At SauveBio, we are dedicated to pushing the boundaries of scientific research through innovative technologies. One such groundbreaking technique is Fluorescence Activated Mitochondria Sorting (FAMS), a nanoscale method of flow cytometry that has the power to revolutionize our understanding of mitochondrial biology. Let’s explore the advanced features of FAMS and its contributions to the field, referencing MacDonald et al. 2019 and Sheehan et al. 2023. Our CEO & CSO, Hannah Sheehan, participated in the validation and publication of this method during her time at Northeastern University pursuing her Ph.D. in Biology.
What is FAMS?
Fluorescence Activated Mitochondria Sorting (FAMS) is a cutting-edge technique that leverages the principles of flow cytometry to sort and analyze mitochondria based on their unique fluorescent properties. This method allows researchers to assess mitochondria as individual entities, providing unprecedented insights into mitochondrial heterogeneity and function.
Key Features and Advantages
- High Sensitivity and Resolution: FAMS enables the detection and quantification of mitochondrial parameters at the single-organelle level, offering a higher level of sensitivity and resolution than traditional methods. This is crucial for identifying subtle variations in mitochondrial DNA content, membrane potential, and protein expression.
- Multiparametric Analysis: The technique allows for the simultaneous measurement of multiple parameters, such as mitochondrial membrane potential, size, and protein expression. This comprehensive view of mitochondrial function is essential for understanding various disease states and aging.
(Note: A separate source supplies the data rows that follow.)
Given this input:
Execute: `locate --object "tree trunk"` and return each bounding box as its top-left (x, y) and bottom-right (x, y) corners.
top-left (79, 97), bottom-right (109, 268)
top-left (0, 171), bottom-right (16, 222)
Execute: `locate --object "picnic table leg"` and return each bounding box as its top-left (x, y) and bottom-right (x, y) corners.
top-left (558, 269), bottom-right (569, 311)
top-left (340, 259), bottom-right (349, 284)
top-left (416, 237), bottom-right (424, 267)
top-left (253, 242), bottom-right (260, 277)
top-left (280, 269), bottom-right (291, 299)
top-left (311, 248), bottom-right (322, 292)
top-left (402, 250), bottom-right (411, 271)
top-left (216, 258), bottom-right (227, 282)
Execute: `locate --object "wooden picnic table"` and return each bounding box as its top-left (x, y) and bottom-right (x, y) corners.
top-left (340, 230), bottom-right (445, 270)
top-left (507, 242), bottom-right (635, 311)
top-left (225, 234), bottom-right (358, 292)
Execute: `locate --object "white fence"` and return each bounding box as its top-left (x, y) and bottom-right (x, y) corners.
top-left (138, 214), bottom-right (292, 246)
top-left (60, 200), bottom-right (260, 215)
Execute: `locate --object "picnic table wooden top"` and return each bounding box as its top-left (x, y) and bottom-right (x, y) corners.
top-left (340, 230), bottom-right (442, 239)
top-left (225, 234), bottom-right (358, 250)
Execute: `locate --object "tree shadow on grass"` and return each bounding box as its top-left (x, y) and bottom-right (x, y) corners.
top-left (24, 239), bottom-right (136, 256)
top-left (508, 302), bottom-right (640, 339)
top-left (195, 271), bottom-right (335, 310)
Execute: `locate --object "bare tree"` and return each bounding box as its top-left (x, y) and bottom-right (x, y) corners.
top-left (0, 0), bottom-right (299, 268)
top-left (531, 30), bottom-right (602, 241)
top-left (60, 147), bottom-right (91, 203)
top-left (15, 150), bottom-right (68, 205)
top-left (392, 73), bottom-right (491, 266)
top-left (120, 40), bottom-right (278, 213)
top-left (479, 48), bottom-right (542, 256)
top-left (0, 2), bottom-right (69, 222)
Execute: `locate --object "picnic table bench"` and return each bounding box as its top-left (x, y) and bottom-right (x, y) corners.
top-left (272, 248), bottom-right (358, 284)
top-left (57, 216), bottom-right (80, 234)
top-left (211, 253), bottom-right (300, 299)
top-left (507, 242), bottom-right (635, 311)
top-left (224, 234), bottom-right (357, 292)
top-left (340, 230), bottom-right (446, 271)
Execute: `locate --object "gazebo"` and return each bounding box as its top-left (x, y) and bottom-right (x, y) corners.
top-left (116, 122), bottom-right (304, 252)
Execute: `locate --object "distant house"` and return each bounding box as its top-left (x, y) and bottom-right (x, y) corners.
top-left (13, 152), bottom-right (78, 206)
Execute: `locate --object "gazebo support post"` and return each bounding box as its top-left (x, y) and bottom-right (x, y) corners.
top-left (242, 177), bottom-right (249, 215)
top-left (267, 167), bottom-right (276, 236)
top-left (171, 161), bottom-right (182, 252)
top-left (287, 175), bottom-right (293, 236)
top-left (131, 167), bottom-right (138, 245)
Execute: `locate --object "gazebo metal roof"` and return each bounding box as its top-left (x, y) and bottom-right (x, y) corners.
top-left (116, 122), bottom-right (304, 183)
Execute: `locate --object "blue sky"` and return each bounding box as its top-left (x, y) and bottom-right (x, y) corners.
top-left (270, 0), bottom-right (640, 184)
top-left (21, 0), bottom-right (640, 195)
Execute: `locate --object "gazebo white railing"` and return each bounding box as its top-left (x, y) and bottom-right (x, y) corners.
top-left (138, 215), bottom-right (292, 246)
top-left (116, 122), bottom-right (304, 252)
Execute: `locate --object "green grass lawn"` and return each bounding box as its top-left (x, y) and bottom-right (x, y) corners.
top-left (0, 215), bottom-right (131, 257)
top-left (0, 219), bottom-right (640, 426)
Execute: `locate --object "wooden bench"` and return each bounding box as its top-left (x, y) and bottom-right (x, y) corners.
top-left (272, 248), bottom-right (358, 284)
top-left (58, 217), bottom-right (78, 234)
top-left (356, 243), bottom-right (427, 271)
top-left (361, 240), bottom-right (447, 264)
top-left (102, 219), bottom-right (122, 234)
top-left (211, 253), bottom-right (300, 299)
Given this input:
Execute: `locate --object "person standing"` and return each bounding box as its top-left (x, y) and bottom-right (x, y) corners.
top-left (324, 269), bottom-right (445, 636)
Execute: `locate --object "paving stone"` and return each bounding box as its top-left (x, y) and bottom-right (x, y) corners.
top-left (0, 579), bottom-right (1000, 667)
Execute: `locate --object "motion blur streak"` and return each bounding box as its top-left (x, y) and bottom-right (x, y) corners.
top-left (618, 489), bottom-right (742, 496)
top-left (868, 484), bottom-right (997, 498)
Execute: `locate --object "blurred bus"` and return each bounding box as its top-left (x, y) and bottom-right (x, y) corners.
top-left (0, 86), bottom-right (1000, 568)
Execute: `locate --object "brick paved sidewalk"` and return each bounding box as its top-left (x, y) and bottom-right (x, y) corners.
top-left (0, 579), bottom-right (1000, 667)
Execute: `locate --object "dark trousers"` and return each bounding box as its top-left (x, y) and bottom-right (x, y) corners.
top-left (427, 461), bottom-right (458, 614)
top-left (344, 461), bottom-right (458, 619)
- Speed and Efficiency: FAMS can analyze thousands of mitochondria per second, making it a fast and efficient method for studying mitochondrial dynamics. This high throughput capability is particularly beneficial for large-scale studies and clinical applications.
- Quantitative Data: The technique provides quantitative data, allowing for precise measurements and comparisons between different samples or experimental conditions. This quantitative approach enhances the reliability and reproducibility of research findings.
- Staining of Live Cells for Analysis: FAMS involves staining cells while they are alive, preserving the physiological state of the mitochondria and providing more relevant biological insights. This feature is particularly important for studying mitochondrial function in real-time.
Significant Contributions to the Field
MacDonald et al. 2019 [1]: This study introduced the concept of nanoscale fluorescence-activated mitochondrial sorting (FAMS). This method allows for the sorting of mitochondrial subpopulations with minimal impact on viability while achieving high throughput, yield, and purity. This innovative approach has paved the way for more detailed and accurate analysis of mitochondrial function.
Sheehan et al. 2023 [2]: Building on the advancements of MacDonald et al., Sheehan et al. 2023 further refined the FAMS technique, enabling the separation of individual mitochondria belonging to subpopulations of interest using fluorescent dyes and antibody labeling. This detailed protocol highlighted the significant variability in mitochondrial functional, physical, and chemical attributes, which are relevant to various disease states and aging. By examining mitochondria individually, researchers can gain deeper insights into metabolic disorders, neurodegenerative diseases, and cancer.
Why FAMS Matters to Your Research
FAMS stands apart by enabling the isolation and analysis of distinct mitochondrial subpopulations that whole-cell analysis might overlook. This capability is vital for researchers seeking to understand how specific mitochondrial subpopulations influence disease progression and treatment outcomes. By providing a novel tool to detect differences between samples, FAMS enhances the ability of researchers to conduct high-resolution studies on mitochondrial function and pathology.
Conclusion
Fluorescence Activated Mitochondria Sorting (FAMS) is more than just a technique; it’s a transformative tool that empowers researchers to unlock the mysteries of mitochondrial biology. At SauveBio, we are committed to harnessing the power of FAMS to drive scientific breakthroughs and support our clients’ research endeavors. By leveraging this innovative technology, we aim to accelerate the discovery of new therapeutic targets and improve our understanding of complex diseases.
Ready to elevate your research? Contact SauveBio today to learn how our advanced sorting methods can accelerate your scientific discoveries.
References
[1] J.A. MacDonald, A.M. Bothun, S.N. Annis, H. Sheehan, S. Ray, Y. Gao, A.R. Ivanov, K. Khrapko, J.L. Tilly, and D.C. Woods, A nanoscale, multi-parametric flow cytometry-based platform to study mitochondrial heterogeneity and mitochondrial DNA dynamics. Commun Biol 2 (2019) 258.
[2] H.C. Sheehan, J.L. Tilly, and D.C. Woods, Assaying Mitochondrial Function by Multiparametric Flow Cytometry. Methods Mol Biol 2644 (2023) 65-80.